Liz Johnson.Editor.Sew4Home said:
Liz Johnson.Editor.Sew4Home's picture

@ Rashmi - We're not familiar with the models in Australia, but if you have stitched on it and like the feel of it, I'm sure you'll be pleased. I've never been disappointed in Janome.

lisasews@gmail.com said:
lisasews@gmail.com's picture

I like the embroidery designs on items #2 and #10, can they be purchased, if so, where.

Liz Johnson.Editor.Sew4Home said:
Liz Johnson.Editor.Sew4Home's picture

@ lisasews - all the embroidery designs shown were made using the built-in designs that come with the Janome Horizon Memory Craft 15000. They are not available for purchase outside the machine. 

Genny M said:
Genny M's picture

As great as all these features are...why would you not have a 5x7 embroidery hoop available...the hoop a lot of us use the most.  I'd gladly pay a good price for one.

Sew Pat said:
Sew Pat's picture

I have asked about the 5 X 7 hoop since the 12000.  I was told the hoop is in the works for the 15000 and as far as the 12000 there is a software issue.  I guess if you want to get that "mid" sized hoop without all the stablizer there is always the hathoop option.  I really appreciate the fact that now I can use the GR hoop to finish off my Jenny Haskins  quilt with one hooping!

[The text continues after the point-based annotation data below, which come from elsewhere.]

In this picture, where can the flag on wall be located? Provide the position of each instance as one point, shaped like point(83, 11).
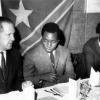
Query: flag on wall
point(30, 15)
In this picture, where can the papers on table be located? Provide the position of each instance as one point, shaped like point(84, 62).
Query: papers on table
point(26, 94)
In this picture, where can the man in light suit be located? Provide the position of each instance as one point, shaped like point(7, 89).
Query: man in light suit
point(11, 72)
point(44, 70)
point(91, 51)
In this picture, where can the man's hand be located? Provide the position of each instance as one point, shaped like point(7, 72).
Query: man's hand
point(50, 77)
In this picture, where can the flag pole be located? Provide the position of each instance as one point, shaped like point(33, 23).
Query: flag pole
point(0, 9)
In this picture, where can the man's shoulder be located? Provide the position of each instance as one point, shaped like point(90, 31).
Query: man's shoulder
point(63, 49)
point(91, 42)
point(33, 50)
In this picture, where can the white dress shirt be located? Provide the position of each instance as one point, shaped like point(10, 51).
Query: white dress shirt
point(4, 52)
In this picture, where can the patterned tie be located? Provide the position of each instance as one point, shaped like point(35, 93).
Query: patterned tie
point(52, 59)
point(3, 63)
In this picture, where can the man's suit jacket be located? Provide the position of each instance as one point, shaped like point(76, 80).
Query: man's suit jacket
point(37, 62)
point(13, 72)
point(91, 51)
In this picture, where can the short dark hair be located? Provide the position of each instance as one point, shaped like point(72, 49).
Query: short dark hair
point(98, 28)
point(3, 20)
point(52, 28)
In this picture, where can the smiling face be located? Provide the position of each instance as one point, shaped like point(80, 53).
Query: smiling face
point(50, 41)
point(6, 36)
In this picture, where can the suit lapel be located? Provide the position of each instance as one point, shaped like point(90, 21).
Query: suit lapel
point(8, 63)
point(57, 55)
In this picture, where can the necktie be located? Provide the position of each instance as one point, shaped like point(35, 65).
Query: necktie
point(52, 59)
point(3, 64)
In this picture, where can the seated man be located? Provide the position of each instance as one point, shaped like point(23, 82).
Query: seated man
point(11, 73)
point(48, 62)
point(91, 51)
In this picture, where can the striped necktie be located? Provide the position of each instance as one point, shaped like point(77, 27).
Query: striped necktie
point(3, 63)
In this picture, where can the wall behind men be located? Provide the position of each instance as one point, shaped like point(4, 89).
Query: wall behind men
point(84, 24)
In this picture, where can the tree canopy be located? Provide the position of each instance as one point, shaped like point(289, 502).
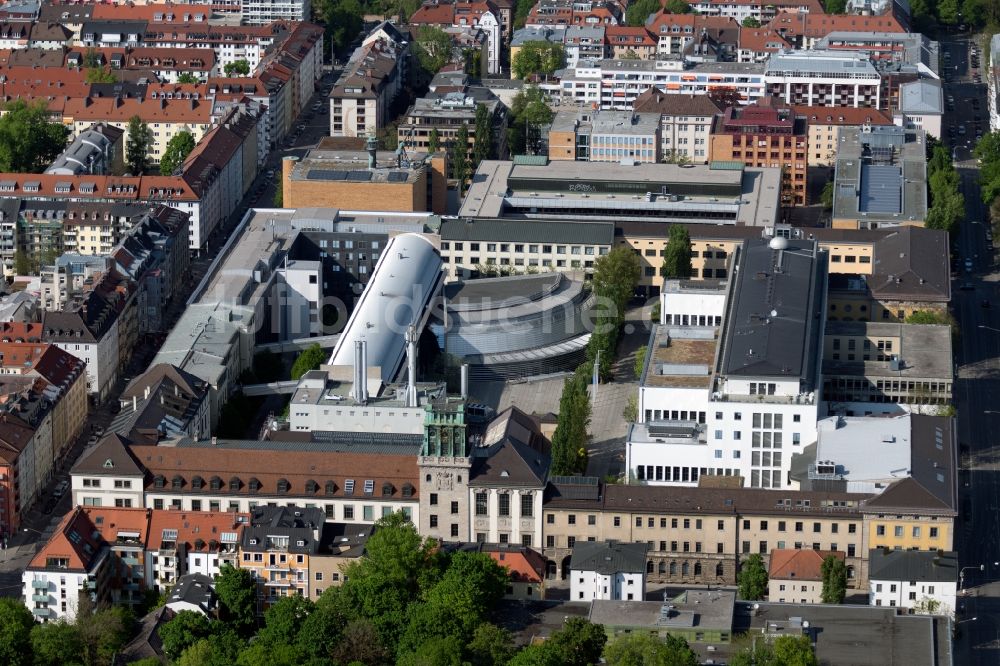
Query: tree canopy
point(529, 114)
point(433, 48)
point(311, 358)
point(677, 253)
point(537, 58)
point(237, 68)
point(752, 578)
point(29, 140)
point(237, 593)
point(834, 580)
point(137, 145)
point(178, 148)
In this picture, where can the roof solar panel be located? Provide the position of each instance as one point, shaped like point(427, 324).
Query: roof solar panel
point(326, 174)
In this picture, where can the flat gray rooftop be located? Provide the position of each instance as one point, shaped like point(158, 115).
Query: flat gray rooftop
point(697, 193)
point(693, 609)
point(924, 349)
point(863, 635)
point(772, 325)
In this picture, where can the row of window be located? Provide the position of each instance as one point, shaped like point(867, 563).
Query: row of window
point(519, 248)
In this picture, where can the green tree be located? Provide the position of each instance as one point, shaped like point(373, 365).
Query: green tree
point(528, 110)
point(542, 58)
point(178, 148)
point(22, 263)
point(483, 146)
point(140, 139)
point(15, 632)
point(311, 358)
point(638, 649)
point(183, 631)
point(826, 196)
point(361, 645)
point(579, 642)
point(380, 587)
point(323, 630)
point(640, 361)
point(570, 436)
point(102, 633)
point(29, 141)
point(948, 11)
point(99, 75)
point(834, 580)
point(435, 651)
point(91, 58)
point(433, 48)
point(928, 317)
point(283, 621)
point(752, 578)
point(237, 67)
point(222, 649)
point(491, 646)
point(616, 275)
point(237, 593)
point(794, 651)
point(677, 253)
point(638, 12)
point(460, 156)
point(56, 644)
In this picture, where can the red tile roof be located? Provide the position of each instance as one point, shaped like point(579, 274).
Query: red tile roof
point(74, 541)
point(805, 564)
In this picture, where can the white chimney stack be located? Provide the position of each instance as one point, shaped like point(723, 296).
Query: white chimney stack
point(411, 362)
point(360, 388)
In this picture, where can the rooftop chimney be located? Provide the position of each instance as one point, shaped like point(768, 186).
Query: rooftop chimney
point(411, 362)
point(360, 389)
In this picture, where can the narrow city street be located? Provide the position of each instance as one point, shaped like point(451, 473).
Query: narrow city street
point(40, 520)
point(977, 386)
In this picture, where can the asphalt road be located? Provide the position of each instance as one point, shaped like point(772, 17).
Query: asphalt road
point(977, 388)
point(41, 519)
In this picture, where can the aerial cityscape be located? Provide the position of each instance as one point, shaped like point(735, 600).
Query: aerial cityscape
point(499, 332)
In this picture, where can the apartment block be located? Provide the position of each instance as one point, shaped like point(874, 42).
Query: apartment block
point(765, 135)
point(605, 136)
point(685, 123)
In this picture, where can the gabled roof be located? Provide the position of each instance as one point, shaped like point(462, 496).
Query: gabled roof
point(609, 557)
point(654, 100)
point(514, 453)
point(76, 543)
point(110, 456)
point(913, 565)
point(799, 564)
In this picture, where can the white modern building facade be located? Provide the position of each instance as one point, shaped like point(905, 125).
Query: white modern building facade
point(731, 383)
point(608, 571)
point(922, 582)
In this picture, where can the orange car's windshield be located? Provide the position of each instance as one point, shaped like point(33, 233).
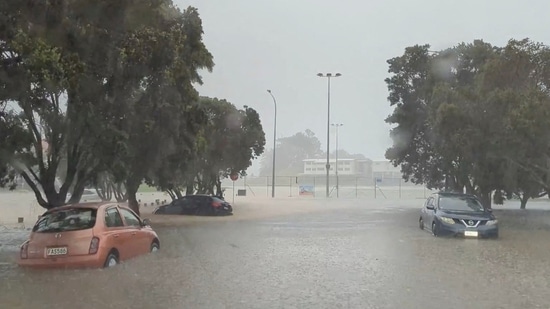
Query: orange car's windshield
point(66, 220)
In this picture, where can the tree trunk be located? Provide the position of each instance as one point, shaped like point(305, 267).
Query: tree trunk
point(523, 200)
point(190, 189)
point(78, 190)
point(485, 199)
point(219, 187)
point(119, 192)
point(171, 193)
point(131, 192)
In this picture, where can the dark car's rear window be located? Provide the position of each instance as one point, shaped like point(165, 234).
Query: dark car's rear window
point(72, 219)
point(460, 203)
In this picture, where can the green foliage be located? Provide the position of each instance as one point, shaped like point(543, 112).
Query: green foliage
point(226, 142)
point(472, 116)
point(106, 85)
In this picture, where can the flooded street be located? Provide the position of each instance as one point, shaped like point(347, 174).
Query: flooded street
point(349, 258)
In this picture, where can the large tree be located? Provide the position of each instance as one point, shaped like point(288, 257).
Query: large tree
point(226, 143)
point(91, 80)
point(457, 116)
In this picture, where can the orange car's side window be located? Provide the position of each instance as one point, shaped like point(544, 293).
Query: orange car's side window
point(112, 218)
point(130, 218)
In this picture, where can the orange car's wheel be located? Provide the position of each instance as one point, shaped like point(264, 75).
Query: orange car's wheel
point(112, 259)
point(155, 247)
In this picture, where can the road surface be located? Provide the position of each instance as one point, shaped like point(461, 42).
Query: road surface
point(351, 256)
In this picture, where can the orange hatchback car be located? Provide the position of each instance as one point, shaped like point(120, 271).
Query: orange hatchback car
point(87, 235)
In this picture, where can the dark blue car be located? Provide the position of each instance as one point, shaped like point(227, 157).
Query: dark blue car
point(457, 214)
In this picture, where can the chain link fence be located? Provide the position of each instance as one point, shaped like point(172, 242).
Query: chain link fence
point(315, 186)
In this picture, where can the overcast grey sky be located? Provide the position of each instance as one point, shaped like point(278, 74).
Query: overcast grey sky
point(282, 44)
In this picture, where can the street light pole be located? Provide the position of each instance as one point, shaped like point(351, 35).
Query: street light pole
point(337, 125)
point(274, 143)
point(328, 76)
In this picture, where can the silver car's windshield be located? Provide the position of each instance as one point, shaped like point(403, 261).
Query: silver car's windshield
point(460, 203)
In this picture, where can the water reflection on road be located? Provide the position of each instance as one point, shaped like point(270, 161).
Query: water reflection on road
point(354, 258)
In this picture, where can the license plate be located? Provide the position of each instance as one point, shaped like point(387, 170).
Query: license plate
point(56, 251)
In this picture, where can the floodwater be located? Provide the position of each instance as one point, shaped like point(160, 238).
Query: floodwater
point(349, 258)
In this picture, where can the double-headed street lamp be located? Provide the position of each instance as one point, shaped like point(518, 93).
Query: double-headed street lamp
point(274, 143)
point(337, 125)
point(328, 76)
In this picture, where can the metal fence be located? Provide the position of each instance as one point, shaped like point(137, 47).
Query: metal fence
point(315, 186)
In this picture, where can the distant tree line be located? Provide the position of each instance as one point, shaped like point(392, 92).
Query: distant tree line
point(101, 93)
point(473, 117)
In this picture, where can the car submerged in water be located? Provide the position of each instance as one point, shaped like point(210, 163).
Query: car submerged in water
point(87, 235)
point(199, 205)
point(457, 214)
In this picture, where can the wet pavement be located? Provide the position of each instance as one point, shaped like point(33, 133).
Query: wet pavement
point(348, 258)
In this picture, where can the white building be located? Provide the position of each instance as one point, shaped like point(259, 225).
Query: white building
point(345, 167)
point(384, 169)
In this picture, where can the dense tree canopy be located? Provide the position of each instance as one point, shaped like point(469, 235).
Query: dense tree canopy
point(473, 117)
point(102, 92)
point(226, 142)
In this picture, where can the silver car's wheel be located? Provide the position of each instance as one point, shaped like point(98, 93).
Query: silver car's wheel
point(112, 260)
point(434, 229)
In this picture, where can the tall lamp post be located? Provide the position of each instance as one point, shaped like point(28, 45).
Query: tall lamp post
point(337, 125)
point(328, 77)
point(274, 143)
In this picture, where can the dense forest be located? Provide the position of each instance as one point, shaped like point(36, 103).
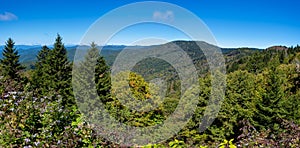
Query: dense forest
point(260, 109)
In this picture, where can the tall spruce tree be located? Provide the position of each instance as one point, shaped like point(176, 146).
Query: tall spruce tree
point(90, 73)
point(40, 78)
point(10, 64)
point(60, 71)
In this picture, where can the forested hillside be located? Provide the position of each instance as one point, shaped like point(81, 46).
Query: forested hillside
point(38, 107)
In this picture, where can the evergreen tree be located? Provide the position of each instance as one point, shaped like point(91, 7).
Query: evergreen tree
point(102, 77)
point(10, 64)
point(60, 71)
point(92, 70)
point(40, 77)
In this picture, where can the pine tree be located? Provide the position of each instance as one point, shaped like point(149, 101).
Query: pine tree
point(40, 77)
point(102, 77)
point(91, 81)
point(60, 72)
point(10, 64)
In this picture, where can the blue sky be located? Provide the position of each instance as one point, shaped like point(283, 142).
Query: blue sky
point(234, 23)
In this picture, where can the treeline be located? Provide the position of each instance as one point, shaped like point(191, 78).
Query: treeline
point(38, 107)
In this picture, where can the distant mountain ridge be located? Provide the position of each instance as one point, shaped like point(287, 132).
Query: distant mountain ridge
point(28, 53)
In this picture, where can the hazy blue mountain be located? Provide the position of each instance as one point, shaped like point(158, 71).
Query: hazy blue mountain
point(28, 52)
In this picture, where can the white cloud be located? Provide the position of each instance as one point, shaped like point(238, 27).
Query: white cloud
point(167, 16)
point(7, 16)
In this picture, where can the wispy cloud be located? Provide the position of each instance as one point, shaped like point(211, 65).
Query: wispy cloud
point(7, 16)
point(167, 16)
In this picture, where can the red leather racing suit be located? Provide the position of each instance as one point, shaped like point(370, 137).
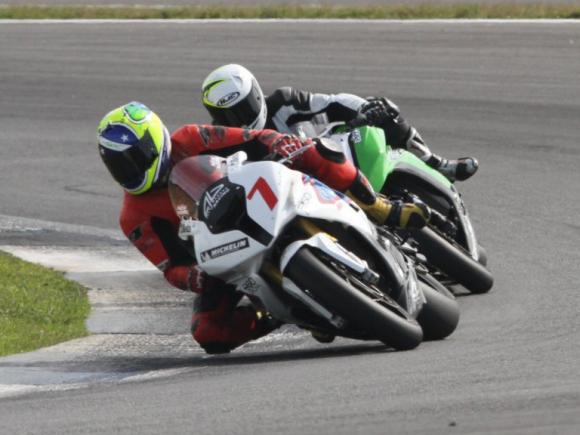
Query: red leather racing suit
point(150, 223)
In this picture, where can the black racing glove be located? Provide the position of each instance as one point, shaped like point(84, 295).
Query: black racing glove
point(377, 112)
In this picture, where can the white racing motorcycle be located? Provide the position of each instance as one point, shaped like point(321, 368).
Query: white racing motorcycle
point(305, 253)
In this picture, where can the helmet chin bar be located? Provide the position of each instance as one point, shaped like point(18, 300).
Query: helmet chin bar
point(260, 121)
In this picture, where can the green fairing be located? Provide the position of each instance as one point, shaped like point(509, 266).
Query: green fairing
point(377, 160)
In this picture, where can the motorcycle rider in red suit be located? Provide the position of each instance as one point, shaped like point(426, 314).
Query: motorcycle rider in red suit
point(139, 153)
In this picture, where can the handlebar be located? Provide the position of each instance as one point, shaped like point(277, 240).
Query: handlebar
point(359, 121)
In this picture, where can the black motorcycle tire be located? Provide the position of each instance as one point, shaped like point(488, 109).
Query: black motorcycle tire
point(327, 287)
point(439, 316)
point(453, 261)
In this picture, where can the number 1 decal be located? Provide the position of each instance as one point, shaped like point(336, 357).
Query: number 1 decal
point(265, 191)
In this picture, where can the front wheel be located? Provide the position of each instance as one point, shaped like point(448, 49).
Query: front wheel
point(439, 316)
point(322, 280)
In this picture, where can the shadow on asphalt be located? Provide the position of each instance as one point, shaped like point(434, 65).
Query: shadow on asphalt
point(133, 364)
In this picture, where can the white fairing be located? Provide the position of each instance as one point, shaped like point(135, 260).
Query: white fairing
point(275, 195)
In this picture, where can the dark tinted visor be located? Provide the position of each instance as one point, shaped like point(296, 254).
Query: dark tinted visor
point(128, 167)
point(242, 114)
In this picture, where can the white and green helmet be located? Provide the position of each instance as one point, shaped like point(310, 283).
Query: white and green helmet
point(135, 146)
point(233, 97)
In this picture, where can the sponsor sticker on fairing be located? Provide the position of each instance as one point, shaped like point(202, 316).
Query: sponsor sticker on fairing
point(225, 249)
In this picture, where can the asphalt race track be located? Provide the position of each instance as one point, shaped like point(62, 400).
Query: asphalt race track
point(506, 93)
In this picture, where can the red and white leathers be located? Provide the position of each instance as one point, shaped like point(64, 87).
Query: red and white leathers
point(149, 221)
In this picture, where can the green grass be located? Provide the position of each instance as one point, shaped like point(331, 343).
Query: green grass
point(38, 306)
point(424, 11)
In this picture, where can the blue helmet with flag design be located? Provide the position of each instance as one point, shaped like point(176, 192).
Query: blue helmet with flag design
point(135, 146)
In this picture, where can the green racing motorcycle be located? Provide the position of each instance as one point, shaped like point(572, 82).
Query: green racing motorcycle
point(448, 244)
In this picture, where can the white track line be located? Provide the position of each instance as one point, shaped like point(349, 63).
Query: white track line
point(294, 20)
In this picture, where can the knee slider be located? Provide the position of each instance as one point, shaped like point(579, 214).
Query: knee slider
point(330, 150)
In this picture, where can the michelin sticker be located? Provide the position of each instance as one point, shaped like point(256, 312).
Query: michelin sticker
point(228, 248)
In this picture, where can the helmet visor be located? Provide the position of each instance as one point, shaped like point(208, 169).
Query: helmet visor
point(129, 167)
point(241, 114)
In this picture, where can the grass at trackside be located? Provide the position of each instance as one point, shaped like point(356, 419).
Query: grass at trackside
point(424, 11)
point(38, 306)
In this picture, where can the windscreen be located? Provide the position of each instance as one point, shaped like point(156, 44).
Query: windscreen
point(190, 178)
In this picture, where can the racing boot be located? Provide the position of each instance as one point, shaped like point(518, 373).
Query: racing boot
point(265, 324)
point(460, 169)
point(455, 170)
point(385, 212)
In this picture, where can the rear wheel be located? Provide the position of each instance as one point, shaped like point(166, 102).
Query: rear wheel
point(378, 316)
point(453, 261)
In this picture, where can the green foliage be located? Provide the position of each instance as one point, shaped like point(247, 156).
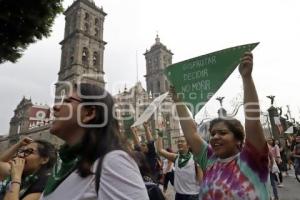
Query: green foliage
point(24, 22)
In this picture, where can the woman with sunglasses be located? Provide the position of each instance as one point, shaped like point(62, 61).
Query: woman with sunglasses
point(233, 169)
point(95, 162)
point(26, 165)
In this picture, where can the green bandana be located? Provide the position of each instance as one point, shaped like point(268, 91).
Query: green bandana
point(183, 159)
point(65, 165)
point(26, 182)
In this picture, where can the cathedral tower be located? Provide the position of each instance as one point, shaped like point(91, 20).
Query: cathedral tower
point(157, 59)
point(83, 45)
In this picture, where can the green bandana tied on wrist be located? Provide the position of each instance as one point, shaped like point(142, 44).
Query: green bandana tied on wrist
point(26, 182)
point(183, 159)
point(66, 163)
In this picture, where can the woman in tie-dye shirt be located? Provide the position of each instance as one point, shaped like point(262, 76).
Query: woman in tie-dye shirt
point(235, 166)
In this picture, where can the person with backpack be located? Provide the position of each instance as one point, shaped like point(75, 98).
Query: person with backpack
point(148, 148)
point(152, 187)
point(187, 174)
point(95, 162)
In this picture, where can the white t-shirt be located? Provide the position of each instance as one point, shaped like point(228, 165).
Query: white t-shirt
point(185, 178)
point(120, 179)
point(165, 166)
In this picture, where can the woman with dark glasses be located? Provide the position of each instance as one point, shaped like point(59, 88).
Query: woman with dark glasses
point(26, 166)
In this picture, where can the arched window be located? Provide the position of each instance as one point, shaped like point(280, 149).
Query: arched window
point(158, 86)
point(71, 55)
point(166, 85)
point(96, 32)
point(86, 16)
point(86, 27)
point(85, 55)
point(95, 58)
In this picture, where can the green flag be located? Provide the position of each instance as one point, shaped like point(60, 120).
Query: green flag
point(196, 80)
point(128, 120)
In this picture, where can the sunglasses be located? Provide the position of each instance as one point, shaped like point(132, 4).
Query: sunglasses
point(65, 99)
point(25, 152)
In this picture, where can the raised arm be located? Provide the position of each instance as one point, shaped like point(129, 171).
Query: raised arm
point(148, 132)
point(163, 152)
point(9, 153)
point(4, 169)
point(188, 125)
point(253, 128)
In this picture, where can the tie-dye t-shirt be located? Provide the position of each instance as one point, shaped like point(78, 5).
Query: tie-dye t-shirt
point(243, 176)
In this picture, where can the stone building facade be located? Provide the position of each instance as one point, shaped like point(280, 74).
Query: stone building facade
point(82, 46)
point(157, 59)
point(81, 60)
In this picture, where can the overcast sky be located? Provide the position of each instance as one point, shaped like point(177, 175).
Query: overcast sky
point(188, 28)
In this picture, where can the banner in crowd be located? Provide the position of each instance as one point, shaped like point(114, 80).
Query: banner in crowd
point(196, 80)
point(150, 110)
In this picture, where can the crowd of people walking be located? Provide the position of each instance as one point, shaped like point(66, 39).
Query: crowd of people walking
point(98, 162)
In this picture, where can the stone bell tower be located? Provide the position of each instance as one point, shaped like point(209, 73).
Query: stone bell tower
point(82, 46)
point(157, 59)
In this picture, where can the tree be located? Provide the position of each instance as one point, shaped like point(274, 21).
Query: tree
point(23, 23)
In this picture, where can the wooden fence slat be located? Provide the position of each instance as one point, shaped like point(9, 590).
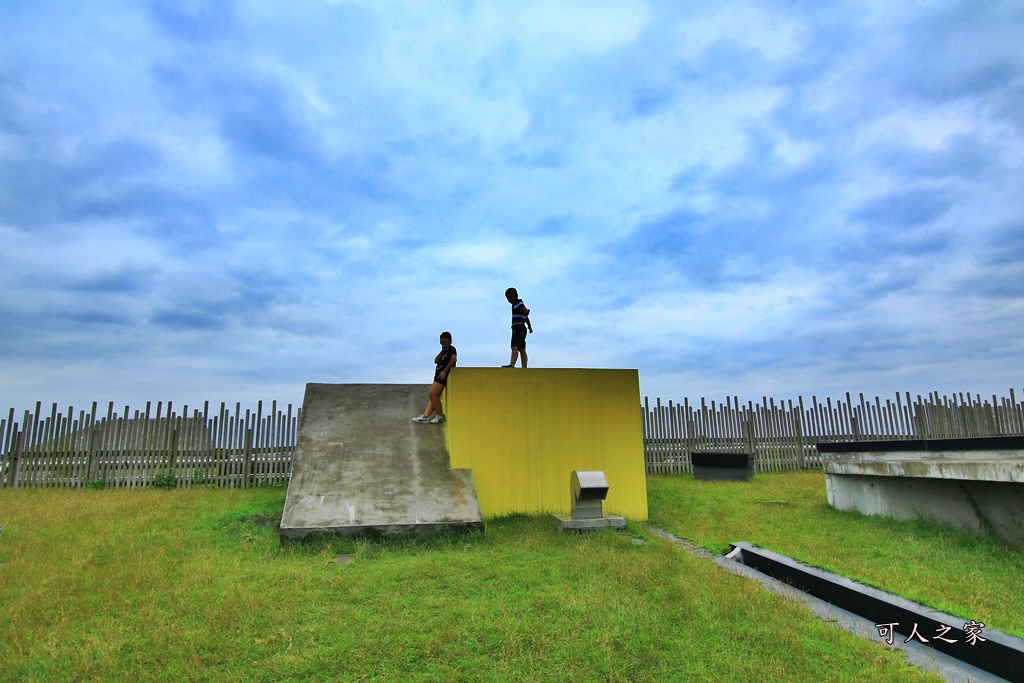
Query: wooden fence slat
point(254, 447)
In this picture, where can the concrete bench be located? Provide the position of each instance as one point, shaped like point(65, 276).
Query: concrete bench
point(972, 483)
point(722, 466)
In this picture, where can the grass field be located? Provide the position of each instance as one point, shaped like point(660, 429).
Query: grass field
point(950, 570)
point(194, 585)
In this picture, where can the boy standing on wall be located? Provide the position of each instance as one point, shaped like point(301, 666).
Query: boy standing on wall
point(520, 324)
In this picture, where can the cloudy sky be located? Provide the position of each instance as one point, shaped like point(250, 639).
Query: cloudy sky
point(224, 200)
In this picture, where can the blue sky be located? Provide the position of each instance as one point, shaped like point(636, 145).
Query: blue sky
point(226, 200)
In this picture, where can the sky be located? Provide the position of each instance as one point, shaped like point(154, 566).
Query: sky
point(225, 200)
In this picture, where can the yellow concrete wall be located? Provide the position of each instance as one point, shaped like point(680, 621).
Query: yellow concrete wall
point(523, 431)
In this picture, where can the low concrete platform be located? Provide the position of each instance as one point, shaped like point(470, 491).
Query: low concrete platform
point(972, 483)
point(565, 522)
point(361, 466)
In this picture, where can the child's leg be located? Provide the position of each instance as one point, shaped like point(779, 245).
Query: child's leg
point(435, 399)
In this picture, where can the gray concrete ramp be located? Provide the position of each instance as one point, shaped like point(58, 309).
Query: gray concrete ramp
point(361, 466)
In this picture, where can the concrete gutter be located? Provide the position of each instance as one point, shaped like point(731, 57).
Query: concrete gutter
point(843, 612)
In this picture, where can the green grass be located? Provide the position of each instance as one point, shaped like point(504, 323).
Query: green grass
point(194, 585)
point(950, 570)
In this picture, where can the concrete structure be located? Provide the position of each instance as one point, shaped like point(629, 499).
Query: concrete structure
point(522, 432)
point(971, 483)
point(722, 466)
point(360, 466)
point(587, 489)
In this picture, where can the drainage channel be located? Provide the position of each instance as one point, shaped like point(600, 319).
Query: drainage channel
point(929, 638)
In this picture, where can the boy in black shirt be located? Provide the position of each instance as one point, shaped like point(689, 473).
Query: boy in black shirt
point(520, 324)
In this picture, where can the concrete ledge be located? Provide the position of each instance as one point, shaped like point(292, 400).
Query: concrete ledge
point(1000, 653)
point(567, 522)
point(976, 484)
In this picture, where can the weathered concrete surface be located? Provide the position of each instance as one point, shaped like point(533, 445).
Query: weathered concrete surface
point(361, 466)
point(969, 485)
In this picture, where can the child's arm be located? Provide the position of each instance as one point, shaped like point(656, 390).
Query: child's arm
point(448, 369)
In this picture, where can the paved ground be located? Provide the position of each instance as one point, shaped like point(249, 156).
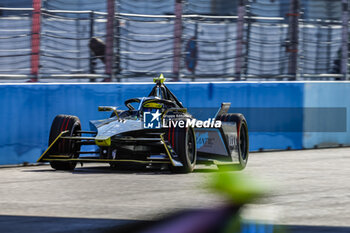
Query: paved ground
point(312, 188)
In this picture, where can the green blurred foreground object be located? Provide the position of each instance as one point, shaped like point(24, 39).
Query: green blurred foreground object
point(227, 218)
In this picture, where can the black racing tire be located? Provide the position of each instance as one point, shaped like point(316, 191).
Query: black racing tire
point(64, 146)
point(183, 141)
point(242, 140)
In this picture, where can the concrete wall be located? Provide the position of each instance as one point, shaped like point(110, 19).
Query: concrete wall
point(275, 111)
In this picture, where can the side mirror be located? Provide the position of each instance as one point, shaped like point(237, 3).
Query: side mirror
point(108, 109)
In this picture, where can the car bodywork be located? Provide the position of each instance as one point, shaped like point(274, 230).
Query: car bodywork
point(123, 138)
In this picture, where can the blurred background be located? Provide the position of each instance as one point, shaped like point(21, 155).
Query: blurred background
point(187, 40)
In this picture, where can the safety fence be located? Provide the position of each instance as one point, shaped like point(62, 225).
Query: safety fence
point(188, 40)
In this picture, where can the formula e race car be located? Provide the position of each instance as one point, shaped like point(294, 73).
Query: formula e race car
point(154, 130)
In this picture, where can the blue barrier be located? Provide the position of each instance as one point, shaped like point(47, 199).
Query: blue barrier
point(28, 110)
point(327, 95)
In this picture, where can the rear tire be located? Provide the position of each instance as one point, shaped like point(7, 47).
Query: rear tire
point(242, 140)
point(64, 146)
point(183, 142)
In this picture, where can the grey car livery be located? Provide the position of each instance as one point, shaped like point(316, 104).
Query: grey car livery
point(154, 130)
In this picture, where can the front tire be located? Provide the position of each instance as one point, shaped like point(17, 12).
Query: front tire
point(64, 146)
point(183, 142)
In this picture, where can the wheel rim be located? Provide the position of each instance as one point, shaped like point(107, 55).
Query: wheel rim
point(190, 146)
point(243, 142)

Liz Johnson.Editor.Sew4Home said:
Liz Johnson.Editor.Sew4Home's picture

@ Genny M - I'm guessing that was a question for Janome? We'll pass it along to them. 

Cindy McCarty said:
Cindy McCarty's picture

I don't know how you leave needle-threaders out.  I would put that at #1.  Once you have a needle-threader, there just is no going back.I also love the choice of stopping your sewing at the needle up or the needle down position.  And, then the ability to control the presser foot raising and lowering with your knee is wonderful when you have an awkward load to sew.  I also really love the automatic thread cutters or scissors that can be programed or done manually.  It is also nice to be able to tell your machine to raise the presser foot when you stop sewing, when you want it to do so. Can we leave multi-directional sewing out?  Of course, now your list is bigger than 10, but I am just saying.....

Liz Johnson.Editor.Sew4Home said:
Liz Johnson.Editor.Sew4Home's picture

@ Cindy McCarty - thanks for the additions. We certainly love the needle threader, but since all the top of the line machines we looked at had that as standard, we left it off in favor of some of the items that you sometimes don't get. So many benefits 

Cathy M said:
Cathy M's picture

I just bought the 15000.  I have just scratched the surface with it but am so looking forward to sewing all day with it.  I did embroider 20 beach towels for gifts in just a few hours.  I am on vacation now and so anxious to get back to learning and using it.  I have had it for one month.  I quilt, embroider, and sew clothing and art quilts.  I traded in a 6600 and am now semi retired And I have big plans!

Jane Coombs said:
Jane Coombs's picture

Wireless as well! What an outstanding engineering achievement. It begs the question, what could possibly be added in the future. 

My mother's favorite saying was, "You never regret buying quality."